The committee's 9-to-2 vote, with one abstention, came after Lilly provided findings from three studies—a 356-patient pivotal trial and two small studies. Gemzar was initially approved in 1996 for the treatment of advanced pancreatic cancer and, subsequently, for use in combination with cisplatin(Drug information on cisplatin) for advanced non-small-cell lung cancer and in combination with paclitaxel(Drug information on paclitaxel) for the first-line treatment of metastatic breast cancer.
Lilly's pivotal study was an open-label, phase III trial conducted by three European cancer trial groups in 12 countries, not including the United States. Enrollees had advanced ovarian cancer not amenable to curative surgery or radiation therapy and had suffered a relapse 6 months or more after discontinuation of first-line platinum-containing therapy. The women were randomized, 178 each, to receive Gemzar plus carboplatin or carboplatin alone. The primary endpoint was progression-free survival (PFS); secondary endpoints were survival, response rate (RR) and duration, and quality of life. The trial was not conducted under an FDA investigational new drug (IND) application, and the agency did not review the study protocol.
The Gemzar patients showed a significant increase in PFS, compared with the carboplatin-only women (median 8.6 vs 5.8 months, P = .0039). However, the Gemzar arm failed to show a significant increase in overall survival (median 18.0 vs 17.3 months for carboplatin only, P = .8977).
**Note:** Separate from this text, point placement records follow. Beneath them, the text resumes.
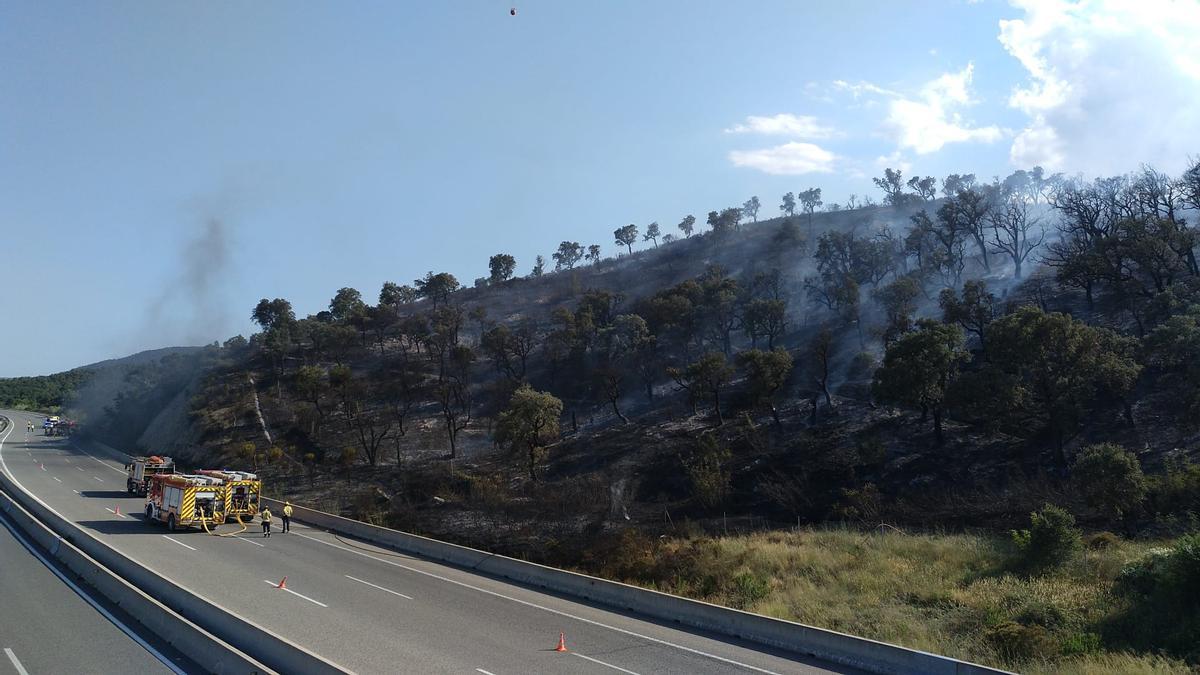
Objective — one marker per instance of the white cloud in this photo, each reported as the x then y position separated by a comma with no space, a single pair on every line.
1110,83
895,160
784,124
931,120
862,88
790,159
The overall RR was 47.2% with Gemzar vs 30.9% with carboplatin only (P = .0016); complete response rate was 14.6% vs 6.2% (P = .0092).
No significant difference was found in all serious adverse events between the two arms or in serious side effects related to the study drugs. Some hematologic grade 3-4 toxicities were increased in the Gemzar-treated patients, including anemia, neutropenia, and thrombocytopenia requiring increased red blood cell and platelet transfusions and increased use of granulocyte-stimulating factors and erythropoietic agents. Grade 3-4 nausea, vomiting, diarrhea, and constipation were also higher in the Gemzar arm, as was grade 3 neurotoxicity (1.1% vs 0.6%).
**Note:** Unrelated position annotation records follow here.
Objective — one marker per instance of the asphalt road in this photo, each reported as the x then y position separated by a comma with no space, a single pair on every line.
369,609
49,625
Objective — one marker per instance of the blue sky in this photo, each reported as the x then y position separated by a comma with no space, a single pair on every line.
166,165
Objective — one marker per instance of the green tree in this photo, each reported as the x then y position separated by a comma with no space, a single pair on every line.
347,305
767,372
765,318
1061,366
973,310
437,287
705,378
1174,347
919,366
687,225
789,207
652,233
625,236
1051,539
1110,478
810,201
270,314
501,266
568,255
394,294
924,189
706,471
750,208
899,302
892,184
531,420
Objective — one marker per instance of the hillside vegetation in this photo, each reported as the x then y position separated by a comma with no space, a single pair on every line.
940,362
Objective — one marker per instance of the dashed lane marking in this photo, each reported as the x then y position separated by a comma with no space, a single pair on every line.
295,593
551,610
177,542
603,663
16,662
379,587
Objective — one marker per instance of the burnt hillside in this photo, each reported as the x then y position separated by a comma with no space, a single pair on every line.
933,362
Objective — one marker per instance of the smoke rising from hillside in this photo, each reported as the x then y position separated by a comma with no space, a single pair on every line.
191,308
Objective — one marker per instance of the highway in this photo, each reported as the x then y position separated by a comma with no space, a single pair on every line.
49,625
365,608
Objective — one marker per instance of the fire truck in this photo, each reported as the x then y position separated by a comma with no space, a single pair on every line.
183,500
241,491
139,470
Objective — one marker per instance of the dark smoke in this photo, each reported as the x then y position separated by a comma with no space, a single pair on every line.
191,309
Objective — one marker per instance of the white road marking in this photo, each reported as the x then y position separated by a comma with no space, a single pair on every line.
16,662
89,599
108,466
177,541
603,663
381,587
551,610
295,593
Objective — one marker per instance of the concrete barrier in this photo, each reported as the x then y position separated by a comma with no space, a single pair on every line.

The key question FDA presented to ODAC was whether a significant improvement in PFS and RR without an increase in overall survival and with some additional toxicity provided an adequate basis for approving the Gemzar/carboplatin combination for the treatment of patients with advanced ovarian cancer who have relapsed at least 6 months after completion of platinum-based therapy. FDA noted in its report that the Gemzar combination does not satisfy an unmet need in ovarian cancer, since studies have shown prolonged survival in this setting with paclitaxel/platinum combinations. It also noted that the Gynecologic Intergroup has voted unanimously that "progression-free survival does not seem to be a good surrogate for survival" in this setting. The panel then voted 9-2 not to recommend Gemzar's approval for use in ovarian cancer.